I think it just means you have fulfillment in work and in your personal life. It means that you have a job that makes you feel useful and that pays the rent and that you are surrounded by people who cherish you. That can mean different things to different people, though.
I think I do have it all and I also think I will never have it all. I say that because I do really like my job right now and I surround myself with wonderful people, but I’m also the kind of person who is always striving for more. I’m not happy unless I’ve learned something more or improved upon myself in a given day. So, while I’ll never be totally satisfied, that chase is what makes me happy. It’s a weird Catch 22.
Who or what makes you laugh?
I think that Dame Maggie Smith and Dame Judi Dench are hilarious in A Room With A View. I don’t know why they don’t get more credit for being hilarious. I really like it when hypocrisy is acknowledged. I also like jokes about butts. I don’t know. I just like silly stuff.
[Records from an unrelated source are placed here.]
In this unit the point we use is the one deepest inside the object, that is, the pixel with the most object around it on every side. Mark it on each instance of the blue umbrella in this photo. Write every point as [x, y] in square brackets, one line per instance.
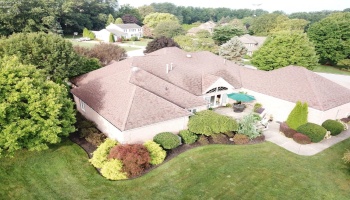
[241, 97]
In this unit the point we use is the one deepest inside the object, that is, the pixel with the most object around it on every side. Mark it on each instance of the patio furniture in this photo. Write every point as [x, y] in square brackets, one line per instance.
[238, 107]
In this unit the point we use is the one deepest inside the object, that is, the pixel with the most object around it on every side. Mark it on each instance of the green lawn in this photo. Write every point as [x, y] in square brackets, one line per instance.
[143, 42]
[261, 171]
[331, 70]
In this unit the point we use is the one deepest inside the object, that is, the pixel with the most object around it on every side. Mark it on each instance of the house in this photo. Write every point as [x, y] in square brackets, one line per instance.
[119, 30]
[252, 43]
[208, 26]
[137, 98]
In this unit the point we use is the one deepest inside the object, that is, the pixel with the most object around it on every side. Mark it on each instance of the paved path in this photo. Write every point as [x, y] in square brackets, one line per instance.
[273, 135]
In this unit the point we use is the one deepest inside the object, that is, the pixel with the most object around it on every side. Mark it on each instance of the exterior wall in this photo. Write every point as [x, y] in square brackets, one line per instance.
[102, 124]
[280, 109]
[142, 134]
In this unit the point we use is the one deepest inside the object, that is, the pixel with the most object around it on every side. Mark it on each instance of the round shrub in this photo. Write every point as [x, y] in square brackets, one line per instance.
[301, 138]
[333, 126]
[99, 156]
[156, 152]
[286, 130]
[240, 139]
[167, 140]
[188, 137]
[112, 170]
[314, 131]
[135, 158]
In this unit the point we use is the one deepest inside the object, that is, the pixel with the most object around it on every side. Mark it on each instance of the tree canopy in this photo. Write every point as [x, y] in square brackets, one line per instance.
[283, 49]
[168, 29]
[49, 52]
[233, 50]
[159, 43]
[331, 38]
[34, 111]
[223, 34]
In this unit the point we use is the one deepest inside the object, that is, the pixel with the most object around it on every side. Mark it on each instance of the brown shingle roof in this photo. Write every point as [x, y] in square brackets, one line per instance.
[294, 84]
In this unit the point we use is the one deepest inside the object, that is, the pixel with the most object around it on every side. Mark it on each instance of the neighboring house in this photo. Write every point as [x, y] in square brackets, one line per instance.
[208, 26]
[137, 98]
[252, 43]
[119, 30]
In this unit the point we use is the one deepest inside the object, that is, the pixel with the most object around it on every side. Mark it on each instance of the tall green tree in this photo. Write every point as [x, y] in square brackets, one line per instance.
[283, 49]
[331, 38]
[222, 34]
[168, 29]
[233, 50]
[49, 52]
[35, 112]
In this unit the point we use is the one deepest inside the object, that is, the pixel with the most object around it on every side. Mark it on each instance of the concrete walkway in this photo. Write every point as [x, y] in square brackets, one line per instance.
[273, 135]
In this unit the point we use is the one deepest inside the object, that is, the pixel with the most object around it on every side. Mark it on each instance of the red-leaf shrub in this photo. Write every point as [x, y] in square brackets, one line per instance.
[301, 138]
[135, 158]
[288, 132]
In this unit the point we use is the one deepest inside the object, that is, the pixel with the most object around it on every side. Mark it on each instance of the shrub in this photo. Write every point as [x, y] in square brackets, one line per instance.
[203, 140]
[247, 126]
[188, 137]
[156, 152]
[288, 132]
[219, 139]
[346, 156]
[135, 158]
[298, 116]
[208, 123]
[315, 132]
[257, 106]
[112, 170]
[99, 156]
[240, 139]
[333, 126]
[301, 138]
[167, 140]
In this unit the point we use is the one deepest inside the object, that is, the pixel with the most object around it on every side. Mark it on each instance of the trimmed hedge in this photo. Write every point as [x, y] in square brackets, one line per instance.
[208, 123]
[333, 126]
[156, 152]
[188, 137]
[240, 139]
[167, 140]
[314, 131]
[301, 138]
[298, 116]
[286, 130]
[99, 156]
[112, 170]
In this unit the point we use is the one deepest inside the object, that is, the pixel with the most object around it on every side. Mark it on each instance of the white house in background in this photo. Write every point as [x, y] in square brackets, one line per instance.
[252, 43]
[139, 97]
[119, 30]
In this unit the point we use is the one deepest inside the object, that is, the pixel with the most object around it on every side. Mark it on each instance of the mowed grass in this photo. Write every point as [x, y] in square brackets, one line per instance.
[261, 171]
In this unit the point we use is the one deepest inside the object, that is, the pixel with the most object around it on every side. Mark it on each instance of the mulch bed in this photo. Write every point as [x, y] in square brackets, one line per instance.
[89, 148]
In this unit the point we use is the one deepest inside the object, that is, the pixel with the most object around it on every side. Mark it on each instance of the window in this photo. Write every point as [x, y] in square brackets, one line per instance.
[82, 105]
[212, 90]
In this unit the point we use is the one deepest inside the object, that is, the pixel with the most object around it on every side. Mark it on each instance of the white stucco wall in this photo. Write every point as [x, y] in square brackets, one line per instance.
[142, 134]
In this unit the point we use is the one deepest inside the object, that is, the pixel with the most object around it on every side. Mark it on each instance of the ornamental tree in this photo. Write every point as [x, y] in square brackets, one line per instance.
[331, 38]
[49, 52]
[233, 50]
[159, 43]
[35, 112]
[284, 49]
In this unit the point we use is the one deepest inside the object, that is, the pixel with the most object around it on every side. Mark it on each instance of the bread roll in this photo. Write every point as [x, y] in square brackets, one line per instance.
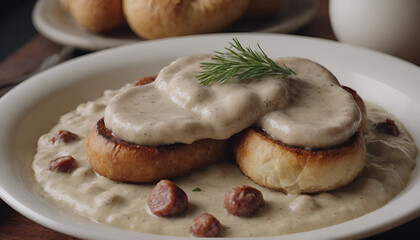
[153, 19]
[260, 9]
[95, 15]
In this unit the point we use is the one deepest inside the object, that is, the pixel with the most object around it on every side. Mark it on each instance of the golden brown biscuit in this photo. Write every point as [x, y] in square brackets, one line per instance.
[126, 162]
[273, 164]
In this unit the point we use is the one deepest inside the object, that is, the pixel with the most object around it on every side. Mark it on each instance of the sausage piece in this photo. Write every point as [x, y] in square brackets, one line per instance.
[206, 225]
[243, 201]
[167, 199]
[62, 164]
[64, 136]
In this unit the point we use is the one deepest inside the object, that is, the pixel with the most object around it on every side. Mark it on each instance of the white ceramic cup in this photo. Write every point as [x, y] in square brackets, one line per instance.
[390, 26]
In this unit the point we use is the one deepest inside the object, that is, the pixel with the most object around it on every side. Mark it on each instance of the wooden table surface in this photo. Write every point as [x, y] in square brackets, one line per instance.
[27, 58]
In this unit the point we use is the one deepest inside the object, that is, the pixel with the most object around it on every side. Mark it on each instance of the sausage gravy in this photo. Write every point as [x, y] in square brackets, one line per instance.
[390, 159]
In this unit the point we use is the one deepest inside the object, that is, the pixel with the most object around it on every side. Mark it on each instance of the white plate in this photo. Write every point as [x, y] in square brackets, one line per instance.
[33, 107]
[56, 24]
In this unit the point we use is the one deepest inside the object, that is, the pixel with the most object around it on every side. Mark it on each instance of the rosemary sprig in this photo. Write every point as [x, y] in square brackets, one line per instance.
[242, 63]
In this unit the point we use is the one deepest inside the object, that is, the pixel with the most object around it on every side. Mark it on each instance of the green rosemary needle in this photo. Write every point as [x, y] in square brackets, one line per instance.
[242, 63]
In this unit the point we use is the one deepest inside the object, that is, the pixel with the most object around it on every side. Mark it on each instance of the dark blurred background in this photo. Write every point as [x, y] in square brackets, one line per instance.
[16, 20]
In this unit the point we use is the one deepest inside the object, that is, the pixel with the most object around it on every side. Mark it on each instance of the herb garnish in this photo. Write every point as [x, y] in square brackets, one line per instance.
[240, 62]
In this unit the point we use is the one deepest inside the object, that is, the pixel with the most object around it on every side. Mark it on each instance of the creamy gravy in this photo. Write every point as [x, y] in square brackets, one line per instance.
[389, 163]
[308, 109]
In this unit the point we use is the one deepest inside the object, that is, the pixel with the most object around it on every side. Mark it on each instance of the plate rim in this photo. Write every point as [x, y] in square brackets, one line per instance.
[34, 215]
[94, 42]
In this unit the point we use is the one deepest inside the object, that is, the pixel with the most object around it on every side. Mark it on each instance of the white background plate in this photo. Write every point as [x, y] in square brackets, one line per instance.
[33, 107]
[56, 24]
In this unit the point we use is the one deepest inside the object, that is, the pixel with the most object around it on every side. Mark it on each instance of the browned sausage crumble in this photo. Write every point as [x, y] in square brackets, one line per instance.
[167, 199]
[64, 136]
[243, 201]
[206, 225]
[62, 164]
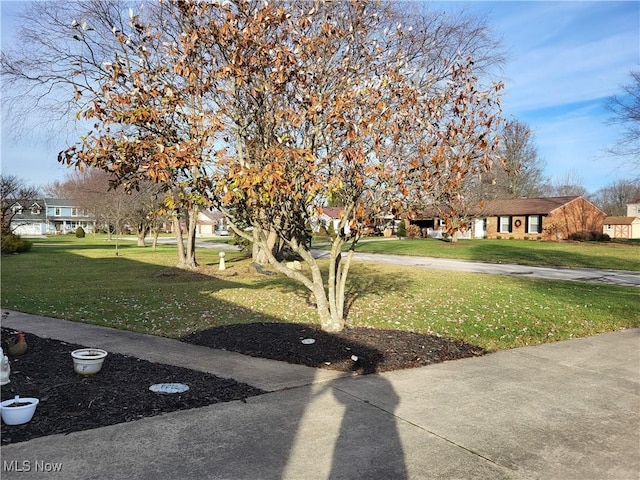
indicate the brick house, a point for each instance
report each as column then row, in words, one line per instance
column 624, row 227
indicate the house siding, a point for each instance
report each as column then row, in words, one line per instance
column 555, row 218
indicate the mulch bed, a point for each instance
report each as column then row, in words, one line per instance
column 359, row 350
column 120, row 391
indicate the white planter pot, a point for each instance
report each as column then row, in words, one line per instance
column 88, row 361
column 20, row 414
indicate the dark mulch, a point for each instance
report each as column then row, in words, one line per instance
column 359, row 350
column 120, row 391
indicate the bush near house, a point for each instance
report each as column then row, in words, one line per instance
column 589, row 237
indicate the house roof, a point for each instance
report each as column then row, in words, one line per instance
column 619, row 220
column 333, row 212
column 514, row 206
column 525, row 206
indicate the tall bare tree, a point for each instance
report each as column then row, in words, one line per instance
column 624, row 111
column 521, row 173
column 613, row 198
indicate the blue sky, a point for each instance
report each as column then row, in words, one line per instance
column 564, row 58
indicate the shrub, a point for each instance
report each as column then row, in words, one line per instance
column 413, row 231
column 402, row 229
column 14, row 244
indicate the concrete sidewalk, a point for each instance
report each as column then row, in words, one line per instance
column 591, row 275
column 557, row 411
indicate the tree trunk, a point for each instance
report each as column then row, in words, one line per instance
column 141, row 234
column 329, row 301
column 258, row 251
column 154, row 243
column 177, row 231
column 190, row 258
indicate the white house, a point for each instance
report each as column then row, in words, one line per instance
column 49, row 217
column 624, row 227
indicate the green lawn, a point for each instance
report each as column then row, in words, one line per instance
column 614, row 256
column 83, row 280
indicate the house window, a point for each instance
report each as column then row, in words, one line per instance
column 504, row 224
column 534, row 224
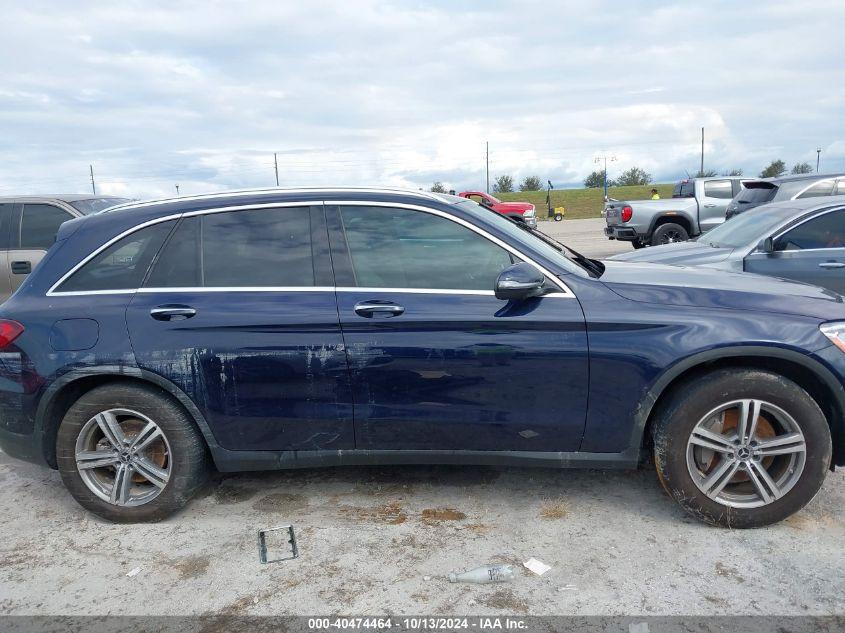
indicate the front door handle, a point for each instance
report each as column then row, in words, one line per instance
column 21, row 268
column 378, row 309
column 174, row 312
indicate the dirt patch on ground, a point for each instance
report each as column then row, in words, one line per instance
column 554, row 510
column 227, row 495
column 280, row 502
column 729, row 572
column 438, row 515
column 505, row 600
column 191, row 567
column 390, row 513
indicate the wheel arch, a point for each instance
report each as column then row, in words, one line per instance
column 68, row 388
column 806, row 372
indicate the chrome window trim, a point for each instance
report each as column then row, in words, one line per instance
column 565, row 292
column 813, row 184
column 271, row 190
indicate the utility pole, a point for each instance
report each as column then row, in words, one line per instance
column 599, row 160
column 488, row 166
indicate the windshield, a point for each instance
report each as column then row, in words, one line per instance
column 748, row 228
column 518, row 237
column 95, row 205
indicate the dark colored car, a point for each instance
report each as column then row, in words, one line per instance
column 763, row 191
column 802, row 240
column 28, row 226
column 285, row 329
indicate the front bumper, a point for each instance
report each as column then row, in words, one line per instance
column 625, row 233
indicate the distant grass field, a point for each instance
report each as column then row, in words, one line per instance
column 584, row 203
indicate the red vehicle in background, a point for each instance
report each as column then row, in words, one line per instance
column 522, row 210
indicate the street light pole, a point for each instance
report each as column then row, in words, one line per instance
column 601, row 159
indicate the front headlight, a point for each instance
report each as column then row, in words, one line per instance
column 835, row 331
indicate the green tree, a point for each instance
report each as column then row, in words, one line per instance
column 802, row 168
column 503, row 184
column 595, row 180
column 776, row 168
column 633, row 176
column 531, row 183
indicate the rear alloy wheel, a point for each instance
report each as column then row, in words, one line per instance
column 669, row 233
column 130, row 453
column 756, row 457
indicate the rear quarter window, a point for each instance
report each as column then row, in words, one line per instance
column 122, row 265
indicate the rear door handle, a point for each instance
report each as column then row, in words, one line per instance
column 174, row 312
column 21, row 268
column 378, row 309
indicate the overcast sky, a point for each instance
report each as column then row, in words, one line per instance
column 404, row 93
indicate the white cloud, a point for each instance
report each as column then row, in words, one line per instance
column 385, row 92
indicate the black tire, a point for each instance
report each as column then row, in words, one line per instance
column 692, row 402
column 188, row 460
column 668, row 233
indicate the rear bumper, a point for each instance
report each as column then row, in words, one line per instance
column 625, row 233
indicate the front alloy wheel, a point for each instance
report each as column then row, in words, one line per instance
column 123, row 457
column 746, row 453
column 741, row 447
column 129, row 452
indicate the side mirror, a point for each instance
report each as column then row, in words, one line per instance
column 519, row 281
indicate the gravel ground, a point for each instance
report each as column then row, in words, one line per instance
column 378, row 540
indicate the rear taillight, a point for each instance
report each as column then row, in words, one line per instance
column 9, row 331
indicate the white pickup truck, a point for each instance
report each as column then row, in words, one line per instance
column 696, row 206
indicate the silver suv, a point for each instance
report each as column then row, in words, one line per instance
column 28, row 226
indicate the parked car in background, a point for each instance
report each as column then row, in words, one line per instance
column 28, row 226
column 765, row 190
column 803, row 240
column 301, row 328
column 524, row 211
column 696, row 206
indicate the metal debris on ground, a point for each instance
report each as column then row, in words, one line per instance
column 484, row 575
column 280, row 531
column 537, row 566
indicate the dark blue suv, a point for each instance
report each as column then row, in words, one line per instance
column 285, row 329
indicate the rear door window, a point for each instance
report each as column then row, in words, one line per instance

You’re the youngest of, like, a thousand children. Or seven. Something like that. How do you think that affects you?
Well, I’m the youngest of four (*editor’s note: this is apparently a bit of a Rorschach test, i.e. apparently I think four is an enormous number of kids to have), but there’s a huge gap between me and the other three. I think the age gap has affected me more than being the baby. I grew up in almost a different family than my sisters, so while I always felt like we were siblings, I also felt excluded. That feeling of always being an outsider, even when you’re part of the group, sort of strikes to the core of who I am and how I see the world.
I’m going to steal from Inside the Actor’s Studio/the Proust questionnaire and ask, what profession would you LEAST like to attempt, and why?
Virgin sacrifice. I like sex and I don’t like dying.
Who are your role models?
My mom. She’s the bee’s knees and the most amazing person I know. She’s so calm and strong and kind and patient, and she’s indefatigably curious and open-minded. She makes me want to be a smarter and better person, and yet, she also is the one person on Earth who thinks I’m perfect the way I am.
Also, Eleanor of Aquitaine, because I don’t know if I would have the courage to ride a horse bare chested into battle in the middle ages.
Bonus question: If you were trapped on a desert island, and could order one meal from Seamless.com to be delivered every day, over and over again, until eternity, what would it be?
Cheese fries. But the cheese has to be real cheese and there needs to be tons of ketchup.